You’re a Badminton Fanatic when…

Gina Juan with Men’s World No. 1 Lin Dan at the Aviva Super Series event in Singapore last May 6

One of the top female badminton club players in Cebu, Gina Juan (who plays regularly at the Casino Espanol de Cebu) sent me something hilarious. Question: Are you crazy about this sport? Like thousands of others are in the Philippines? Read on. This just might be you.,,

• Just a split-second before shaking someone’s hand, you think forehand or backhand grip.
• You form hundreds of shuttlecocks into a Christmas tree. At parties, you compare the calluses of friends.
• You buy a tennis racket to train your wrist strength.
• You buy college text books as weights for wrist training.
• You wish you lived in Malaysia or Indonesia.
• You own more than two rackets.
• You’d rather play than go on a dinner date. You call in sick at work to play.
• Your choice of boyfriend is based on his level of play.

• You take jobs that fit into your game schedule.
• If you’re male, instead of Angelina Jolie, a picture of world No. 2 Xie Xing Fang hangs above your bed.
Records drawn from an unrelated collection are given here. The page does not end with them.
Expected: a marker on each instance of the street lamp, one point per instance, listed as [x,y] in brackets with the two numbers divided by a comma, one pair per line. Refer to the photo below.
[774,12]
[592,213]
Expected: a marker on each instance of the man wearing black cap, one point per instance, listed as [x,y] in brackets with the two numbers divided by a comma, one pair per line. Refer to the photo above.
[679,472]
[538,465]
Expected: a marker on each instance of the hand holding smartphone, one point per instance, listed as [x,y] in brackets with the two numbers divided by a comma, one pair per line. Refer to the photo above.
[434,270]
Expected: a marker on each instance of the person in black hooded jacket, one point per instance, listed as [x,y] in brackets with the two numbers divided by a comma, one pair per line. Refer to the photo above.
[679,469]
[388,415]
A picture of Xie Xing Fang hangs above your bed, even if you’re female.
• You know how many cross and main strings are in your racket.
• You know how many feathers are in the shuttlecock.
• You meet a Danish person and the first thing you ask is, “You play badminton?”
• When someone mentions “single,” you think of badminton instead of marital status.
• When someone mentions “Carbon,” you think of badminton racquet instead of the public market.
• You flunk school because you spend all your time playing.
• You’d rather flunk school so you can spend more time playing.
• Your partner accidentally smashes your eyeglasses during a game, you immediate run to clean your eye, hop in the car, drive home, put on your contacts, come back, start playing again—all in less than 15 mins.
• Your knees hurt before and after but not during the game.
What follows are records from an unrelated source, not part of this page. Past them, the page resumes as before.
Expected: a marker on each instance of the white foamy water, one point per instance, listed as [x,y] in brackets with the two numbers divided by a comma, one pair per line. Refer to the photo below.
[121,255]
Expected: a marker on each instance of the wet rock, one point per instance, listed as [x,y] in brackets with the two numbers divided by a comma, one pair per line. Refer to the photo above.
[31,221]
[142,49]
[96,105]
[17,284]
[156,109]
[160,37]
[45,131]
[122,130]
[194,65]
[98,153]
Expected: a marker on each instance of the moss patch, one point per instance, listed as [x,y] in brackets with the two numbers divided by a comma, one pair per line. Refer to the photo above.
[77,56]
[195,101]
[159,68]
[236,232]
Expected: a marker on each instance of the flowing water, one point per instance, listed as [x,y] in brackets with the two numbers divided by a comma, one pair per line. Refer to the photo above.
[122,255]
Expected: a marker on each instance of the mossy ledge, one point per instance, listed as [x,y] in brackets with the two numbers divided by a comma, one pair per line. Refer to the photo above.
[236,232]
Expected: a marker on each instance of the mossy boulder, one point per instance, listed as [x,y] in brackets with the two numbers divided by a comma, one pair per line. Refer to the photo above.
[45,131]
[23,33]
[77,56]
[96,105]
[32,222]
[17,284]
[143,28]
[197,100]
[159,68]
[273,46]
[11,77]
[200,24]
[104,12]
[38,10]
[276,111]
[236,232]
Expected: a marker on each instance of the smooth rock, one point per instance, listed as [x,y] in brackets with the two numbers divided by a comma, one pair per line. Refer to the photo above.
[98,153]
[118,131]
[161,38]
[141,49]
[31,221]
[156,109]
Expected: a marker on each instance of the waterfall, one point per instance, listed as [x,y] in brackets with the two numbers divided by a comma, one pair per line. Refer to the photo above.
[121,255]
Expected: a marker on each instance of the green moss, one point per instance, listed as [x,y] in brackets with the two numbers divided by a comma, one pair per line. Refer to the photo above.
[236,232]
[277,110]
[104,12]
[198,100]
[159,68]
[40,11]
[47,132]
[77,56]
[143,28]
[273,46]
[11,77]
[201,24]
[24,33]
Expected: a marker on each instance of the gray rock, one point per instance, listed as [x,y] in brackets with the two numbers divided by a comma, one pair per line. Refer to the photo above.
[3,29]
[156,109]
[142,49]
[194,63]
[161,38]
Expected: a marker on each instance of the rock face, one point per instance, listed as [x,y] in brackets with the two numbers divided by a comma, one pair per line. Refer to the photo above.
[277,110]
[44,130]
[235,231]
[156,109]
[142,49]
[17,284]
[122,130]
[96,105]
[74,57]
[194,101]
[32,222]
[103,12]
• You go to Malaysia and look for Stadium Negara as one of your “must see tourist attractions.”
• You have a miniature shuttlecock decorating your car interior.
• You practice footwork in front of the men’s room mirror when at work.
• You hold your girlfriend’s hand, she feels as if you are strengthening your grip.
• You lie to your girlfriend saying you love her more than badminton.
• You stare at your racket more than your girlfriend.
• You buy Adidas because the logo looks like a shuttlecock.
• You can’t resist hitting a few shuttles even in your high-heeled shoes.
• The guy who strings your racquet recognizes it as yours even if someone else brings it there for you.
• Never mind your head bleeding from a racquet hit from your partner, you continue playing on.
• You had to take out a second mortgage to pay for your last racket. You have shoulder tendonitis from playing.
• You’re instantaneously attracted to a person who’s good at badminton, no matter how ugly.